I am trying to find a good way to organize my row-keys to perform range scans on them without creating my own index lists.
I am having a MySQL Database with currently about 15.000 Databases, each ~50 Tables = 75.000 Tables. Because 99% of the data is always read with an unique identifier that data is planned to move into a Cassandra cluster.

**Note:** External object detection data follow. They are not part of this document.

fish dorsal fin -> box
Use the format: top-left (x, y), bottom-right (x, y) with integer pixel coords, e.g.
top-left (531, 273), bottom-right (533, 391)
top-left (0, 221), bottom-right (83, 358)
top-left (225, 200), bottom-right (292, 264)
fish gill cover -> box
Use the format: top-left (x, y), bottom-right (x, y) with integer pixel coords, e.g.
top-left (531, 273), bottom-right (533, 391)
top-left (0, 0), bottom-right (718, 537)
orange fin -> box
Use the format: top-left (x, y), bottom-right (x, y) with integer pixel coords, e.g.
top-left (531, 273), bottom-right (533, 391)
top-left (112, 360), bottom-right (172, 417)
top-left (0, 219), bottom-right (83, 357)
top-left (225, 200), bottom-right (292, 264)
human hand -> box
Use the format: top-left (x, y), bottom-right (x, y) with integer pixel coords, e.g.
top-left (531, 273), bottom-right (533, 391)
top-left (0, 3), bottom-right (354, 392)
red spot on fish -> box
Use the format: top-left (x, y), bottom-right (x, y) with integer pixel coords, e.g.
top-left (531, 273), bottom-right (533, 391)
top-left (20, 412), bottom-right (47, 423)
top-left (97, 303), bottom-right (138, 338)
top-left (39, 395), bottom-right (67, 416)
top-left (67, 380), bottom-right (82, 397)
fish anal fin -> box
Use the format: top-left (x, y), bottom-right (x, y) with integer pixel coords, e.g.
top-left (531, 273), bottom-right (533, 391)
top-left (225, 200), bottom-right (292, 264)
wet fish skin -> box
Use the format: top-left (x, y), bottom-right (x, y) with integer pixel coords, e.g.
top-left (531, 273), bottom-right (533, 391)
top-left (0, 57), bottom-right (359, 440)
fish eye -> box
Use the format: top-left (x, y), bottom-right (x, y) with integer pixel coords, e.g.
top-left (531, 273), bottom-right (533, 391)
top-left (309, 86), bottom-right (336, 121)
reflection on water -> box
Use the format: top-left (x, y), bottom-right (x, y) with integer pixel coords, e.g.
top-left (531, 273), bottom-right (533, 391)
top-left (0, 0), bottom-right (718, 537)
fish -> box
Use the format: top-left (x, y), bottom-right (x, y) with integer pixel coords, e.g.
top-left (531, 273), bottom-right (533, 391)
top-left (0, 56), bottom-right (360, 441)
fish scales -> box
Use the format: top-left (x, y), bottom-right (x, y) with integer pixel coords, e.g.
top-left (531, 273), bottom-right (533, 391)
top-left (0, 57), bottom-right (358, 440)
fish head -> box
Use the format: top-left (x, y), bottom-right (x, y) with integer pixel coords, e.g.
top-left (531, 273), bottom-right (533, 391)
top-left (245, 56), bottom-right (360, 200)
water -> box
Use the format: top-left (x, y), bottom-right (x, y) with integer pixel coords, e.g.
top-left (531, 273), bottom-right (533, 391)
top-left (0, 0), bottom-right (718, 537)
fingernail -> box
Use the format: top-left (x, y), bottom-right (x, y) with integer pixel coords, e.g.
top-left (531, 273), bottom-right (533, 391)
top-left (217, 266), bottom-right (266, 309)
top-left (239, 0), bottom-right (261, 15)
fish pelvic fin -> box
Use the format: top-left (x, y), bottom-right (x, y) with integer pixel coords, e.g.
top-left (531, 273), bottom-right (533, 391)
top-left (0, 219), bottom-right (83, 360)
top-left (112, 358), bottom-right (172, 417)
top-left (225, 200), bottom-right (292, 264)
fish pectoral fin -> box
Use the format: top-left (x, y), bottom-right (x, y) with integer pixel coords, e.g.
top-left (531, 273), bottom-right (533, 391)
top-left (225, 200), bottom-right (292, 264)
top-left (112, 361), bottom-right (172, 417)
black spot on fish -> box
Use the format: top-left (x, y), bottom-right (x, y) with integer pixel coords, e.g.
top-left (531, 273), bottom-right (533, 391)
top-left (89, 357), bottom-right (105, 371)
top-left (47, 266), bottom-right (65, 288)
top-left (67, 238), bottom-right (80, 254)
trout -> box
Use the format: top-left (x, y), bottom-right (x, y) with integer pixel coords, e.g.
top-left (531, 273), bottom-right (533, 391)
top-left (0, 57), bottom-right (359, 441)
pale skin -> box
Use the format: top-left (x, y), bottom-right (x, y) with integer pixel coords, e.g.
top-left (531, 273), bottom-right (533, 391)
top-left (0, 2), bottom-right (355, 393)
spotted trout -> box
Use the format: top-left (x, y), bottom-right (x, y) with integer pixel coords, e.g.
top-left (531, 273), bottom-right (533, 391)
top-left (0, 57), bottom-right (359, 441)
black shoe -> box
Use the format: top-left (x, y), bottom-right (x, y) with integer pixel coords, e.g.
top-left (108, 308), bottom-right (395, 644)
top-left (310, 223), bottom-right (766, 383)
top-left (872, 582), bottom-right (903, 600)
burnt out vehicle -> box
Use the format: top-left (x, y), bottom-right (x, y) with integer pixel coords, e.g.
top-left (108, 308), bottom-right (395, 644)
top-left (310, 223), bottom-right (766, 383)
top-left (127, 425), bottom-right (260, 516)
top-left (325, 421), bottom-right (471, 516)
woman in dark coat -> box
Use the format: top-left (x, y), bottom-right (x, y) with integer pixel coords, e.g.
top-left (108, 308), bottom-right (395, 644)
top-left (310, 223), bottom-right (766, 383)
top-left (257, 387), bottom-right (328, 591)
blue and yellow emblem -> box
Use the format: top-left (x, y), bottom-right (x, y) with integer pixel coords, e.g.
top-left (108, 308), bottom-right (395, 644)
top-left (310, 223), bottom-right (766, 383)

For some maintenance (listing the contents of a complete table, removing a complete table or dropping a database) cases I need to get the contents of a complete table or even a database. Range-Scans seem to be the perfect fit for that.
Currently I am planning to generate UUIDs for each part of the old structure and put them together separated by a |
(DB + Table + Id = UUID1|UUID2|UUID2).
Example:
07424eaa-4761-11e1-ac67-12313c033ac4|0619a6ec-4525-11e1-906e-12313c033ac4|0619a6ec-4795-12e9-906e-78313c033ac4
The CF with the data should be sorted with org.apache.cassandra.db.marshal.AsciiType
.
As client I am using phpcassa.
For the range scans I want to use an UUID|
as start key and as an end for the range, the same key but with chr(255)
or z
appended to it. The ascii-value for both characters are bigger any other of the UUID characters that are following in that keys.
Is this a solid approach that allows me to achieve the explained goals for the range scans?